Former county of Poland

Wolin County (Note: Polish: Powiat woliński, until 1946 also known as obwód woliński) was a county of Szczecin Voivodeship, in the Polish People's Republic. It comprised Wolin, the eastern part of Usedom, and other smaller surrounding islands. Its capital was Świnoujście. It existed from 1945 to 1973.

== History ==
The county was established on 4 October 1945, from the western part of Usedom and Wollin District, that was part of the territory ceased to Poland, after the fall of Nazi Germany. It comprised Wolin, the eastern part of Usedom, and other smaller surrounding islands. Its capital was Świnoujście, and two other major towns were Wolin and Międzyzdroje. It was located within the Republic of Poland until 19 February 1947, when the Polish People's Republic replaced it. It was part of the District of the Western Pomerania, until 28 June 1946, when, the district was replaced by the Szczecin Voivodeship.

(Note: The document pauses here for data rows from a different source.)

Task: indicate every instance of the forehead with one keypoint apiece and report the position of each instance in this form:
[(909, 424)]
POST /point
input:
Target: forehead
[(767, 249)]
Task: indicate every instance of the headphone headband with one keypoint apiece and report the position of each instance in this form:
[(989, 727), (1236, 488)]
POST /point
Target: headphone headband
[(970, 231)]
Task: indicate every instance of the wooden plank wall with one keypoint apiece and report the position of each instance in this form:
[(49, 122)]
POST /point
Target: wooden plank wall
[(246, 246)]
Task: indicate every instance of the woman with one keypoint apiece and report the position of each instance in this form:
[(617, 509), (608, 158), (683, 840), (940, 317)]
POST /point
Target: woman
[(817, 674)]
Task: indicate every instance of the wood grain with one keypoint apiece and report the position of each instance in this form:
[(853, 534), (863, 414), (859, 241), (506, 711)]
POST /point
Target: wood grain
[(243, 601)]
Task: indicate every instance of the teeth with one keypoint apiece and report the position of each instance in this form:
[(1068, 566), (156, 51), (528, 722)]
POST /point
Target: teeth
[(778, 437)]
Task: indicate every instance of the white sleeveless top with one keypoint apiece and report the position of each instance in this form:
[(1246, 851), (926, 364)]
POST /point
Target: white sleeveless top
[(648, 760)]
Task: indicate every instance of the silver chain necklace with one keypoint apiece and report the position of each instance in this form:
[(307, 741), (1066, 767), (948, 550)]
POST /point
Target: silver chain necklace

As the German population was subjected to the expulsion from Poland, the area was resettled with Poles. On 6 October 1945, the delegation of State Repatriation Office consisting of four people, had arrived in Świnoujście, where it established the regional branch of the office. At the same time, two institutions were established in Świnoujście and Wolin, with the purpose to prepare for the settling population. At the beginning of November, the institutions were equipped with the necessary appliances. The institution in Świnoujście had 96 sleeping locations, and in Wolin, 40. Both had their own kitchens, with, respectively, 120 and 75 employees. The State Repatriation Office in Świnoujście ceased to exist on 5 December 1947.

The county existed until 1 January 1973, when it was partitioned between Kamień County, and the city of Świnoujście, which become the separate city county, additionally including Lubin, Wapnica, Wicko, Grodno, and the Wolin National Park.